You should specify which database system and version you're using as this will affect your actual choices available for how you structure and manage the data.
You mentioned large in your context means 100,000 new records a day, so let's plan for something an order of magnitude bigger, 1 million records a day. In a month that's 30 million new records, in a year that's ~360 million records.
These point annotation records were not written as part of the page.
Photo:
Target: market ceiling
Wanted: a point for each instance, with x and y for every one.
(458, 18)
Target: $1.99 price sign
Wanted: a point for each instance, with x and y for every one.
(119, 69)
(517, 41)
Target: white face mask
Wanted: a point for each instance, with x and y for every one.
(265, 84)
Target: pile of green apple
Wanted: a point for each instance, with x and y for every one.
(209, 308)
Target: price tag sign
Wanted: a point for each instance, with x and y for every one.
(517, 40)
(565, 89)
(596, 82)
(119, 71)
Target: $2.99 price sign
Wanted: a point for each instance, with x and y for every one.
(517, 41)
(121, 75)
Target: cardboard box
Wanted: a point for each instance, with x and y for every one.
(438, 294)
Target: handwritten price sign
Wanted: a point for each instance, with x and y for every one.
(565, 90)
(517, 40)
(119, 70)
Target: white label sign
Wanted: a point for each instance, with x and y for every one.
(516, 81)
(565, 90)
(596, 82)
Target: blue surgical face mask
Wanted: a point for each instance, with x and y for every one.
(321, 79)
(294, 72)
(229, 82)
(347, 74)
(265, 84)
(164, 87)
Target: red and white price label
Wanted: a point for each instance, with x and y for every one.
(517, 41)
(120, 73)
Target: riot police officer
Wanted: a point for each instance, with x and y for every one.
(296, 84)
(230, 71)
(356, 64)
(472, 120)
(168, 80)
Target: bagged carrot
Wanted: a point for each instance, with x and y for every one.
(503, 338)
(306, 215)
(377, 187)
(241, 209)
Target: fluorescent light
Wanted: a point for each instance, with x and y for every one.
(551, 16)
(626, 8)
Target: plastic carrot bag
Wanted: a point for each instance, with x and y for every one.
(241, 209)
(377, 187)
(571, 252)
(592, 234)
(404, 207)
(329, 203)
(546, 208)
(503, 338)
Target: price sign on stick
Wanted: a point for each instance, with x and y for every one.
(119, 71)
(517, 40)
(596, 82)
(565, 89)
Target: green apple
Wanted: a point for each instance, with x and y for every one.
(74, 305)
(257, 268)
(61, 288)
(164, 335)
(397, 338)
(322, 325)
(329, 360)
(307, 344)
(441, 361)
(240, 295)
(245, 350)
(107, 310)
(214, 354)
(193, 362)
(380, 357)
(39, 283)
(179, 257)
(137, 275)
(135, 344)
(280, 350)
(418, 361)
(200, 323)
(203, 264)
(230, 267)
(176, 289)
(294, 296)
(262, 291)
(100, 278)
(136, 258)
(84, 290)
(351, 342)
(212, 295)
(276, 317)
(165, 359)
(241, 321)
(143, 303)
While 360 million records is starting to get a little beefy, it's by no means something unmanageable or needing special treatment in most modern database systems.
It's going to depend on the actual queries you're running, the concurrency of your server with writes vs reads, and the acceptable runtime for reporting off the data, but 360 million records in a year shouldn't scare you with modern RDBMS. I've managed tables with 10s of billions of records in them, and reported directly off them usually querying for about 1 million records at a time in under 10 seconds on fairly modest hardware.
If you want to reduce the concurrency of reporting then you can look into archiving the older data (i.e. anything older than the last one month of data) or migrating it into a data warehouse. Depending on the type of querying being done, and the database system you're using, you might have features available like columnstore indexing and filtered indexes that could help you improve reporting directly from the table itself without the need to archive.
Correctly architecting your schema and indexing your data will go the longest of ways in improving your reporting capabilities.
Finally, as Jonathan Fite mentioned, partitioning won't directly improve your querying performance but it can be used to improve your management of the table because you can smartly divide your data into partitions that allow you to manage the less active data while the more active partitions are in use. You'll see improvements in reduced concurrency when you need to do things like archiving your data (through partition swapping) or index maintenance.
If your estimate of 100,000 rows per day is accurate, and you don't anticipate any meaningful growth from that over the next few years in actuality, then you're only looking at 36 million rows a year. I wouldn't even think about partitioning or archiving at that point. Regular indexing on a well architected schema should provide you very quick query runtimes. But I personally like to plan for a magnitude more of data then I actually expect, like above.